Given that there is scientific consensus that human-induced climate change is happening and that its effects on humanity will be severe, why haven’t we been able to galvanize society to address this extreme threat? Even more basically, why have so many Americans continued to deny the severity of (or the existence of) climate change? To address these shortcomings, those leading the efforts to address climate change should create and advance a positive vision for the future, that is, a clear, optimistic picture of what the world could look like if we rose to the challenge of addressing climate change.
In James Kouzes and Barry Posner’s classic work, The Leadership Challenge, they declare that to make change happen, leaders must “inspire a shared vision.” To embolden others to act on that vision, it must be positive, exciting, and hopeful. How many climate change articles have left you feeling positive, excited, and hopeful?
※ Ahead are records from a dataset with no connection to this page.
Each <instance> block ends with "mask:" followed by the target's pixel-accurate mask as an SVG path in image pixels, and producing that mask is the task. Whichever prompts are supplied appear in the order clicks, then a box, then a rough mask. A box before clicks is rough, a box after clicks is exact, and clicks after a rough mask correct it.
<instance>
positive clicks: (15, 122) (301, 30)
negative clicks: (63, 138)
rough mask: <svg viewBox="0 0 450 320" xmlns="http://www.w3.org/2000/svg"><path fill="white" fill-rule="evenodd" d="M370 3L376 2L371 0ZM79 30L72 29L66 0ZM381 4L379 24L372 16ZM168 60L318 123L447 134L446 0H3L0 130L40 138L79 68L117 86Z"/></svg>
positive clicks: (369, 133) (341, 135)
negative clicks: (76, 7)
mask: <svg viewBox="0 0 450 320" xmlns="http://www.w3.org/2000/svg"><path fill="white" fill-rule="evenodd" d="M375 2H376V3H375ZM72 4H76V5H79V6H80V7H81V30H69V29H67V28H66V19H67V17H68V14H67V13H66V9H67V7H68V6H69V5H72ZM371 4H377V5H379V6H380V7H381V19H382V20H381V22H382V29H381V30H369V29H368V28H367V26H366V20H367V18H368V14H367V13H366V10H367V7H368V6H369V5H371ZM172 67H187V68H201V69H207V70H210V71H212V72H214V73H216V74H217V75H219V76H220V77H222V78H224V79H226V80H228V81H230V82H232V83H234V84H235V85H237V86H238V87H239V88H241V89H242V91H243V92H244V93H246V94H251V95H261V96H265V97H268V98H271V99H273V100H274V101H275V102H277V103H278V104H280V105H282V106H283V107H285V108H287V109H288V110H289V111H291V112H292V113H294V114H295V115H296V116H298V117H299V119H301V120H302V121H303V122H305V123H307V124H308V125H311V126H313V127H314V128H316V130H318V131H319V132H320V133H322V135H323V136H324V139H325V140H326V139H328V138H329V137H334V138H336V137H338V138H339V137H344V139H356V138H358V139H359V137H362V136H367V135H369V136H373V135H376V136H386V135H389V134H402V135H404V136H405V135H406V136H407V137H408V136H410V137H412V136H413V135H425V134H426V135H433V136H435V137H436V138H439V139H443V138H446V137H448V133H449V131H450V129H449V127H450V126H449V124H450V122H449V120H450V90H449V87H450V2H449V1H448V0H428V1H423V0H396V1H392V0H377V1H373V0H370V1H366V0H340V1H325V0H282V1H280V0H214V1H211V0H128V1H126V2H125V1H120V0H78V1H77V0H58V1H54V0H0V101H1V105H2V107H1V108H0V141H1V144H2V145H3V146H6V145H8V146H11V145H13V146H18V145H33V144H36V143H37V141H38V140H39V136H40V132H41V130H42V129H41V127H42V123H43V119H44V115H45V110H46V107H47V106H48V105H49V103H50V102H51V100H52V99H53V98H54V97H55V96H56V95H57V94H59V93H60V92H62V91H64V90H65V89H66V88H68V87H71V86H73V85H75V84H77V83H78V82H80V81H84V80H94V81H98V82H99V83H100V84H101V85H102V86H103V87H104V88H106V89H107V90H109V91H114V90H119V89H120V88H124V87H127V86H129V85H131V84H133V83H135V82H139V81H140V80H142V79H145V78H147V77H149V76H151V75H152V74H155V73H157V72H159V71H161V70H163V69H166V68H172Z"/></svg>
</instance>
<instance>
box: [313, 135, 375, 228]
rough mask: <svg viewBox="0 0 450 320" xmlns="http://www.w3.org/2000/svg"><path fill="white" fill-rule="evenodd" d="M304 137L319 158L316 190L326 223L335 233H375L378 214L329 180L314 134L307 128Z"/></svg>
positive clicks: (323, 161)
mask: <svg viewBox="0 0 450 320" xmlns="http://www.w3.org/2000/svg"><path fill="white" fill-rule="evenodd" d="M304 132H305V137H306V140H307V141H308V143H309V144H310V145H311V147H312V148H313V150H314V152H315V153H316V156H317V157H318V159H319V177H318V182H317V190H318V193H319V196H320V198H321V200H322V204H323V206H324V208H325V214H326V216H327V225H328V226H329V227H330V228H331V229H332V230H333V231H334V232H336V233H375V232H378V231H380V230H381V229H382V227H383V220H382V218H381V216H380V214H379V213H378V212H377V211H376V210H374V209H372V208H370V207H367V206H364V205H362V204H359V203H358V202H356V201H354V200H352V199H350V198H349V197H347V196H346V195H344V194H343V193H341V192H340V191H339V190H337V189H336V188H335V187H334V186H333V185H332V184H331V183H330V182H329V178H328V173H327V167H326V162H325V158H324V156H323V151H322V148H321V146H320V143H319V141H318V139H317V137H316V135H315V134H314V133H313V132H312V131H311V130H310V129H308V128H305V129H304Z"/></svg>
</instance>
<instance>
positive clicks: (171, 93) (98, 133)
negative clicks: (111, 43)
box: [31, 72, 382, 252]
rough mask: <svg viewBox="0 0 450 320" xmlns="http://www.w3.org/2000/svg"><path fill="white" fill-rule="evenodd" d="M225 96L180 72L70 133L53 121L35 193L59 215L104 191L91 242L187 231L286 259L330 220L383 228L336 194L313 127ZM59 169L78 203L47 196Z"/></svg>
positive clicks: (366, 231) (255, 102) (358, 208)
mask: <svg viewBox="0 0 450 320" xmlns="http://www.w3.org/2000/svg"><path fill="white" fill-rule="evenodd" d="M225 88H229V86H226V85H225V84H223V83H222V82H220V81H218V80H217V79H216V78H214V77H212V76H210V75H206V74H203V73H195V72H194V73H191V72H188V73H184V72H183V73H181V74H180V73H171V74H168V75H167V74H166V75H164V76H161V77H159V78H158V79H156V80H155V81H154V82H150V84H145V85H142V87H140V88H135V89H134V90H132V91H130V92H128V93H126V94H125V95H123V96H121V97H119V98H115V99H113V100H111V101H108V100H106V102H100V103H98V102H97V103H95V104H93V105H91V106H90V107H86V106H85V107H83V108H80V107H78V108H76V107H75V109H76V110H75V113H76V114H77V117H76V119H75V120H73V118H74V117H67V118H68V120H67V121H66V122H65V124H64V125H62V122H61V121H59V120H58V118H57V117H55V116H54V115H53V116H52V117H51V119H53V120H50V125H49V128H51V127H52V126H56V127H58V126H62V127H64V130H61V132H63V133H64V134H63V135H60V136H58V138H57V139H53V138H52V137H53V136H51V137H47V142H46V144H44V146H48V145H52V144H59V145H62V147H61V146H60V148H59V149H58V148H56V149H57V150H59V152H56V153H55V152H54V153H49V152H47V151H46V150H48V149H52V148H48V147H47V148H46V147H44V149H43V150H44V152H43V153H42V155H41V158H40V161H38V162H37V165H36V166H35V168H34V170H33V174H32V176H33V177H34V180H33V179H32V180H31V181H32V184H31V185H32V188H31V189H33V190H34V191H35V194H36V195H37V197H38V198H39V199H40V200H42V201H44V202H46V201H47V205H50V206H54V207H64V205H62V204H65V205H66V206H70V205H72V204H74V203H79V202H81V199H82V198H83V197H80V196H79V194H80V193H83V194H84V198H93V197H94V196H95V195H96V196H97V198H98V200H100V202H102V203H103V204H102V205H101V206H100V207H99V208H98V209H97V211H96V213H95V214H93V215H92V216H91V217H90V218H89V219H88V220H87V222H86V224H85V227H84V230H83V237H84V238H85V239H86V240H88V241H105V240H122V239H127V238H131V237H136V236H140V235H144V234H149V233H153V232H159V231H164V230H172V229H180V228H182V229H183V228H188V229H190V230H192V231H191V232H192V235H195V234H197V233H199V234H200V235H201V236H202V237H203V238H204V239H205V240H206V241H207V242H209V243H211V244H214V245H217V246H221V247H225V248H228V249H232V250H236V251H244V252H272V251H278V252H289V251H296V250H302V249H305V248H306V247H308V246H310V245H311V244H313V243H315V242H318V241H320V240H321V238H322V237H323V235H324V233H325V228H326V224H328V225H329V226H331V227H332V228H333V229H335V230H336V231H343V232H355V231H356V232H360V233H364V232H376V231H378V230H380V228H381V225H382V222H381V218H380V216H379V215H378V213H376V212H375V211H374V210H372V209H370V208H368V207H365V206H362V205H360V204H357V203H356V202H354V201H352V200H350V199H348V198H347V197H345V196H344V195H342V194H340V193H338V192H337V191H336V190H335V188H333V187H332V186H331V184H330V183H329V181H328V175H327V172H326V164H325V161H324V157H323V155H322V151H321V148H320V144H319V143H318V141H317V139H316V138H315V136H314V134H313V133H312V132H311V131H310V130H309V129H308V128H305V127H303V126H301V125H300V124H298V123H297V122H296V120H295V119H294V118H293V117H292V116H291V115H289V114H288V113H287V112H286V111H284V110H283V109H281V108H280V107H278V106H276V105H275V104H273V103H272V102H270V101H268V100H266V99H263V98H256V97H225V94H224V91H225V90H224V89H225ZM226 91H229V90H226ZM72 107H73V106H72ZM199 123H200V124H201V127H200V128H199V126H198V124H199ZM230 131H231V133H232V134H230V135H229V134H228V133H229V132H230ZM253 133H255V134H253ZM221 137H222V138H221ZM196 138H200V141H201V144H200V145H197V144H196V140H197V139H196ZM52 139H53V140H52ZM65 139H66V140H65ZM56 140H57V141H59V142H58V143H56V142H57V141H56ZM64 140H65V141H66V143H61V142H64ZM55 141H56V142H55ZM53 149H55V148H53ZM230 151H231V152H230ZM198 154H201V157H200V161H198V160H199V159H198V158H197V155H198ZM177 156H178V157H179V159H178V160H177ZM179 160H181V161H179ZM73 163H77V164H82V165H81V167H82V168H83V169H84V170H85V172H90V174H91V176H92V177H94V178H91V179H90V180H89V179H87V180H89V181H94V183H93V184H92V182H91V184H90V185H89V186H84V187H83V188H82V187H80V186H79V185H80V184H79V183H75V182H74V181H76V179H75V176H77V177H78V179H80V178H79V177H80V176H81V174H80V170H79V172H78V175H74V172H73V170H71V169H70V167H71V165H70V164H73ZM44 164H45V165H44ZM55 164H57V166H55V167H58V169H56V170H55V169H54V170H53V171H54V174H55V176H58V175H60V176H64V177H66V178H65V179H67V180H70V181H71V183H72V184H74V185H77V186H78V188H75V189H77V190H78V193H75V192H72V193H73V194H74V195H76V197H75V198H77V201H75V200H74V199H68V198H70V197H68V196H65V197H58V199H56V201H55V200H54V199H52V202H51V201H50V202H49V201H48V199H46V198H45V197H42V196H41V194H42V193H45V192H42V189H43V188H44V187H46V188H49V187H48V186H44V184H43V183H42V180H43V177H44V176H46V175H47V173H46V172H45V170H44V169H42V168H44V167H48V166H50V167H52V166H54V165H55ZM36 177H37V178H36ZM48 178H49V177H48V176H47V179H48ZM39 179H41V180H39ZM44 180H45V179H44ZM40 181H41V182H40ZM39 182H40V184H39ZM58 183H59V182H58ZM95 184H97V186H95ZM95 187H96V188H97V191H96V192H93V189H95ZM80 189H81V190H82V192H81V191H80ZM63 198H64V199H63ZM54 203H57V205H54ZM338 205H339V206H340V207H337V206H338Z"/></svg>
I’m not arguing that we should be Pollyannaish about the dire consequences that would result if we don’t seriously address climate change. But the facts and warnings alone aren’t moving the needle. Climate change leaders need to create a vision that shows that if we address climate change, life will be better. And not merely better than life would be if we ignore the problem, but also better than life is today. Consider the approach of Elon Musk (of SolarCity and Tesla Motors). He has created a vision in which individual households become creators—not mere consumers—of energy. Instead of homeowners paying for electricity and gas, he wants you to imagine you and your neighbors creating that energy through “solar roofs that look better than a normal roof … last longer, have better insulation and an installed cost that is less than a normal roof plus the cost of electricity.”
A hopeful vision gives constituents something to work towards, rather than a scary future that is easier to ignore or deny. As Kouzes and Posner state, “You have to paint a compelling picture of the future, one that enables constituents to experience viscerally what it would be like to actually live and work in an exciting and uplifting future.”
In addition to engaging new people, creating a positive vision encourages ideas and actions. Researchers have found that people who experience positive emotions show a better ability to view a problem from multiple angles. Additionally, people in a positive mindset consider a wider array of ideas and actions than is typical. Wouldn’t enhanced idea creation be useful to confronting a complex problem like climate change? Indeed, wouldn’t that be useful to any organization planning for an uncertain future?